In the examples that interest us here, the places involved are bearers of meaning: an enclosure through the collective ceremonies that take place there, a burial through the perpetuation of the memory of a lineage or a house through the social identity that it projects. As we have seen in certain ditches at Menneville, deliberate arranging or staging of the deposits can involve combinations of species: cattle/sheep, cattle/dog, cattle/pig, pig/sheep; it can also involve a human being and an animal, e.g. child/lamb; or, as we have observed in the graves, it can involve the positioning of the objects relative to the body of the deceased.

But in other cases, the sign-object can be used in a domestic context, namely the house, as we have seen at the village site of Cuiry-lès-Chaudardes. The perforated tibiae are an example of this since they can occur in long houses, interpreted as meeting houses, or in small houses where a particular activity, such as hunting, was carried out.

In an attempt to begin to understand the presence of LBK sign-objects, we have decided to turn to anthropology for inspiration. We have concentrated our search for possible answers on two elements: the deposits of selected bones in the enclosure at Menneville and the perforated tibiae found in the village contexts.

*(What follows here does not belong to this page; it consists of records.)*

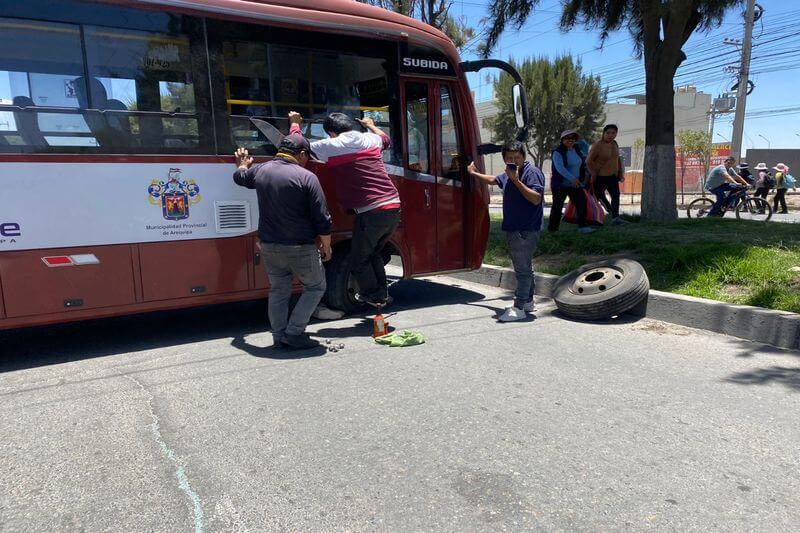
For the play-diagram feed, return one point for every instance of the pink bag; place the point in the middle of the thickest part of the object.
(595, 214)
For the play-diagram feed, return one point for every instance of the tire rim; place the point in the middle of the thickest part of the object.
(597, 281)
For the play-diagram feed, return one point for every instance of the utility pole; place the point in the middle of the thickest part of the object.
(744, 77)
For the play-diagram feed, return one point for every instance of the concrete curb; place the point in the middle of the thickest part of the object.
(778, 328)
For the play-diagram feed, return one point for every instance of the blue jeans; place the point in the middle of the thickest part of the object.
(283, 261)
(522, 245)
(720, 193)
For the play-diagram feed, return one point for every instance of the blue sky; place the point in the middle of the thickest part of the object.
(773, 107)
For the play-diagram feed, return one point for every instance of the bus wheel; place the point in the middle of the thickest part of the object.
(342, 288)
(601, 290)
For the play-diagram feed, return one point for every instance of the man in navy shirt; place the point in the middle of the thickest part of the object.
(294, 227)
(523, 215)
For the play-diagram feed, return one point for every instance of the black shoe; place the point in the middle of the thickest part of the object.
(299, 342)
(374, 302)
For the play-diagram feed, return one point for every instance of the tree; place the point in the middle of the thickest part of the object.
(692, 143)
(659, 28)
(560, 97)
(433, 12)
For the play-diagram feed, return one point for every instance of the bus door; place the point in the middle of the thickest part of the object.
(418, 188)
(449, 171)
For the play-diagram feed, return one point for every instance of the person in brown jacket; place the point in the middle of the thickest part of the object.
(606, 171)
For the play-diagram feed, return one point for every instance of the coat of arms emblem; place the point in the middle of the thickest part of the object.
(174, 195)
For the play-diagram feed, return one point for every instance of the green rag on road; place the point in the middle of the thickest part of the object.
(407, 338)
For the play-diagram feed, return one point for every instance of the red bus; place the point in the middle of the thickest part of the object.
(119, 118)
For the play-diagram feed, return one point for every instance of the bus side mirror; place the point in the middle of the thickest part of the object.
(518, 98)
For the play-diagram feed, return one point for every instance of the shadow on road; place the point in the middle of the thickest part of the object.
(62, 343)
(787, 376)
(272, 352)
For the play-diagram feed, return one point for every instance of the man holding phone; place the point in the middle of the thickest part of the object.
(523, 217)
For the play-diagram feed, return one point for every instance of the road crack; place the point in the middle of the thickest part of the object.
(180, 469)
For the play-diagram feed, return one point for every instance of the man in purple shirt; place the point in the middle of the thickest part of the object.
(523, 215)
(295, 231)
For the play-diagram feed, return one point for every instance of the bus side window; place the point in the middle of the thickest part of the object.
(142, 83)
(451, 156)
(265, 80)
(417, 126)
(31, 77)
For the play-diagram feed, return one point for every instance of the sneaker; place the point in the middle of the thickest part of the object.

In the first case, we can gain inspiration from one particularly telling example that deals with the collective consumption of a species and the treatment of the bones after consumption. In Kyrgyzstan, horses played a central role in the practices associated with the funerary feasts (“ash”) of Kyrgyz warrior society in the nineteenth and early twentieth centuries (Jacquesson, 2007), and we could envisage a similar role for cattle in the Neolithic period. The Kyrgyz sum up the afterlife as follows: “the soul departs, the flesh rots but the bones remain” (Akmataliev, 2003, p. 329, cited by Jacquesson, 2007). The questions of the transfer of power and the future of the lineage were brought into sharp focus on the death of a leader. During the funerary feasts, multiple sacrifices of horses and sheep were carried out in the name of the deceased, and ritual games were played which portrayed the transmission of power and the perpetuation of the lineage. Hearths played a central role not only for cooking the sacrificial meat but also for its consecration by attracting, through the aromas produced, the attention of the benevolent spirits. It was through this process that the meat acquired the status of sacrificial meat and the subsequent distribution of the meat constituted the most solemn moment of the feast. The meat was served in two forms, as meat on the bone and as chopped meat. The bones were hierarchised: “According to the Kyrgyz the reproductive power of people and animals resides in the pelvis; the bones of the pelvis (sacrum and iliac bones) are thus the most valued parts of the animal. Next to be attributed are the marrow bones (tibia and femur) because the marrow symbolises the kinship between people and serves as a metaphor for the line of descent; finally the bones without marrow are served (scapula, radius). Those who partake of the feast are also hierarchized according to two criteria: their age and their genealogical rank. The attribution of the bones takes the form of a renewal of kinship links and solidarity within a festive context (…) Nowadays those invited to an ash bring home the bones that were attributed to them.” (Jacquesson, 2007, p. 397).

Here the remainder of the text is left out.